For more efficient Git packing of ZIP based files.
Many popular applications, such as Microsoft and Open Office, save their documents as XML in compressed zip containers. Small changes to these document's contents may result in big changes to their compressed binary container file. When compressed files are stored in a Git repository these big differences make delta compression inefficient or impossible and the repository size is roughly the sum of its revisions.
This small program acts as a Git clean filter driver. It reads a ZIP file from stdin and outputs the same ZIP content to stdout, but without compression.
- human readbale/plain-text diffs of (ZIP based) archives, (if they contain plain-text files)
- smaller overall repository size if the archive contents change frequently
- slower
git add
/git commit
process - (optional) slower checkout process
On every git add
operation, the files assigned to the ZIP based file type in
.gitattributes are piped through this filter to remove their compression.

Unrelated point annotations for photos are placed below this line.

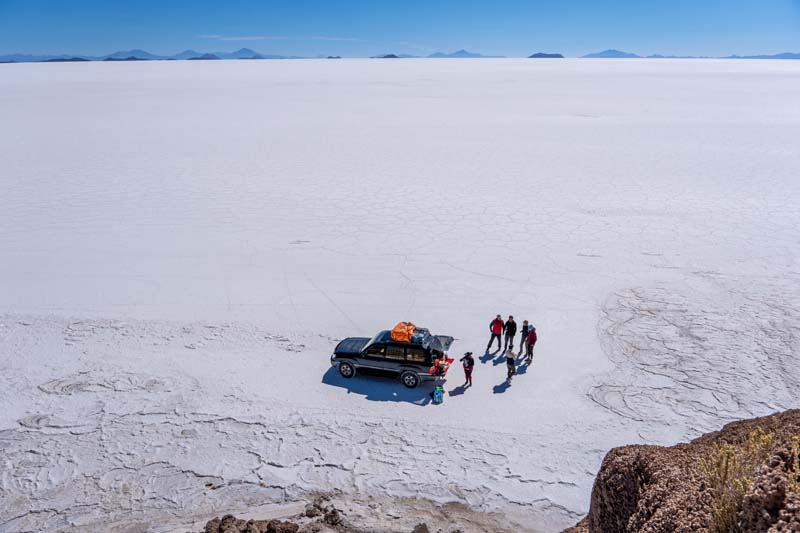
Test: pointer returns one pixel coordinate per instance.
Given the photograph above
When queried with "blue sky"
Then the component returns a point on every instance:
(363, 28)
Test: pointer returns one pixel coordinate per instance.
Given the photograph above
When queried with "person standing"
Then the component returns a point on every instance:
(511, 331)
(511, 363)
(496, 328)
(531, 342)
(469, 363)
(523, 337)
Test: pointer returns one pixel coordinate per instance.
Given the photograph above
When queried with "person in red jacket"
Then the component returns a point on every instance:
(496, 328)
(529, 343)
(469, 363)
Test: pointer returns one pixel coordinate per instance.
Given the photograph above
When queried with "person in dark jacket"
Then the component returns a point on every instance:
(511, 363)
(511, 331)
(469, 363)
(523, 337)
(531, 342)
(496, 328)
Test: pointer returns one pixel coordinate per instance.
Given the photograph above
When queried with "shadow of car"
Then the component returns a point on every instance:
(382, 387)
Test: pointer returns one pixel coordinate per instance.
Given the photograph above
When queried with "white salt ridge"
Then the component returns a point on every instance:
(183, 243)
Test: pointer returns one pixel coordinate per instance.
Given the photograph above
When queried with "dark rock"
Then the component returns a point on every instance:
(653, 489)
(333, 517)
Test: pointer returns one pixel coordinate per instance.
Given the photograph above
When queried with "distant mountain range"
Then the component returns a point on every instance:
(617, 54)
(141, 55)
(247, 53)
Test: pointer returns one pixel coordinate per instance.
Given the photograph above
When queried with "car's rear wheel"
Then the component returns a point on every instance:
(347, 370)
(409, 379)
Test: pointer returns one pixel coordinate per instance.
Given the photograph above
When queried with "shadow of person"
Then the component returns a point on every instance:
(458, 391)
(379, 387)
(501, 388)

Git internally uses zlib compression to store the resulting blob,
so the final size of the loose object in the repository is usually comparable
to the size of the original compressed ZIP document.
The advantage of passing uncompressed data to Git, is that during garbage collection, when Git merges loose objects into packfiles, the delta compression it uses will be able to more efficiently pack the common data it finds among these uncompressed revisions. This can reduce the repository size by up to 50%, depending on the data.
The smudge filter will re-compress the ZIP documents when they are checked out. The rezipped file may be a different size than the original, because of the compression level used by the filter. The use of this filter at checkout will save disk space in the working directory, at the expense of performance during checkout. I have not found any application yet, that refused to read an uncompressed ZIP document, so the smudge filter is optional. This also means that repositories may be downloaded and used immediately, without any special burdon on the recipients to install this filter driver.
If other contributors add compressed ZIP documents to the repository
without using the clean filter (the one applied during add
/commit
),
the only harm will be the usual loss of packing efficiency for compressed
documents during garbage collection, and non-verbose diffs.
The idea to commit ZIP documents to the repository in uncompressed form was based on concepts demonstrated in the Mercurial Zipdoc extension by Andreas Gobell.
OoXmlUnpack is a similar program for Mercurial, written in C#, which also pretty-prints the XML files and adds some file handling features specific to Excel.
callegar/Rezip should be compatible with this Git filter, but is written as a bash script to drive Info-ZIP zip/unzip executables.
Zippey is a similar method available for Git, written in python, but it stores uncompressed data as custom records within the Git repository. This format is not directly usable without the smudge filter, so it is a less portable option.
This filter is only concerned with the efficient storage of ZIP data within Git.
For human readable diffs between revisions,
You will need to add a Git textconv
program that can convert your format into text.
Direct merges are not possible, since they would corrupt the ZIP CRC checksum.
If the data within the ZIP is plain-text,
then you could visualize differences with a textconv
program like
zipdoc.
For more complex documents, there are domain specific options.
For example for
word processing,
Excel,
and
Simulink.
This program requires Java JRE 8 or newer.
Store ReZip.class somewhere in your home directory,
for example ~/bin
, or in your repository.
Define the filter drivers in ~/.gitconfig
:
git config --global --replace-all filter.rezip.clean "java -cp ~/bin ReZip --store"
# optionally add smudge filter:
git config --global --add filter.rezip.smudge "java -cp ~/bin ReZip"
Assign filter attributes to paths in <repo-root>/.gitattributes
:
# MS Office
*.docx filter=rezip
*.xlsx filter=rezip
*.pptx filter=rezip
# OpenOffice
*.odt filter=rezip
*.ods filter=rezip
*.odp filter=rezip
# Misc
*.mcdx filter=rezip
*.slx filter=rezip
As described in gitattributes, you may see unnecessary merge conflicts when you add attributes to a file that causes the repository format for that file to change. To prevent this, Git can be told to run a virtual check-out and check-in of all three stages of a file when resolving a three-way merge:
git config --add --bool merge.renormalize true
The following are based on my experience in real-world cases. Use at your own risk. Your mileage may vary.
- One packed repository with rezip was 54% of the size of the packed repository storing compressed ZIPs.
- Another repository with 280 *.slx files and over 3000 commits was originally 281 MB and was reduced to 156 MB using this technique (55% of baseline).
I found that the loose objects stored without this filter were about 5% smaller than the original file size (zlib on top of zip compression). When using the rezip filter, the loose objects were about 10% smaller than the original files, since zlib could work more efficiently on uncompressed data. The packed repository with rezip was only 10% smaller than the packed repository storing compressed zips. I think this unremarkable efficiency improvement is due to a large number of *.png files in the presentation which were already stored without compression in the original *.pptx.